Мурк. За снарядные ящики, ура! Ура, Анна!

Балике. Везде шныряют нищие проходимцы, рыцари удачи. Правительство бессильно в борьбе со стервятниками революции. (Разворачивает лист газеты). Разъяренные массы отрицают идеалы. Но самое скверное, скажу вам откровенно, — это фронтовики, одичавшие, обленившиеся, отвыкшие от работы авантюристы, для которых нет больше ничего святого.

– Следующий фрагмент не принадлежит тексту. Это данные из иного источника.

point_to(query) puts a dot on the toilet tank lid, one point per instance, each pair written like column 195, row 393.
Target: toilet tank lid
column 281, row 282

Воистину тяжелое время; хороший муж, Анна, теперь дороже золота. Держись за него крепче. Не робейте, и вы пойдете вперед, всегда вдвоем, всегда вперед, ура! (Заводит граммофон).

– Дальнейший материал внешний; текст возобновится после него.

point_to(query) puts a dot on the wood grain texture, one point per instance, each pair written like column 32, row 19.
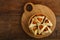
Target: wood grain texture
column 10, row 18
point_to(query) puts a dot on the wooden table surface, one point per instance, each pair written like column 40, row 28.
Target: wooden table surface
column 10, row 19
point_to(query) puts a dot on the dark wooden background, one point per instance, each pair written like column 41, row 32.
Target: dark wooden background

Мурк (вытирает пот со лба). Браво! Настоящий мужчина своего добьется. Надо иметь крепкие локти, надо иметь кованые сапоги и ясную голову на плечах и не смотреть себе под ноги. Так ведь, Анна? Я ведь и сам из народа. Был мальчонкой — рассыльным на механическом заводе. Там щипок, тут подзатыльник схлопочешь, зато везде чему-нибудь да выучишься. Вся наша Германия так выходила в люди! Бог — свидетель, мы не белоручки, а настоящие работяги. Теперь-то я зажил! Твое здоровье, Анна!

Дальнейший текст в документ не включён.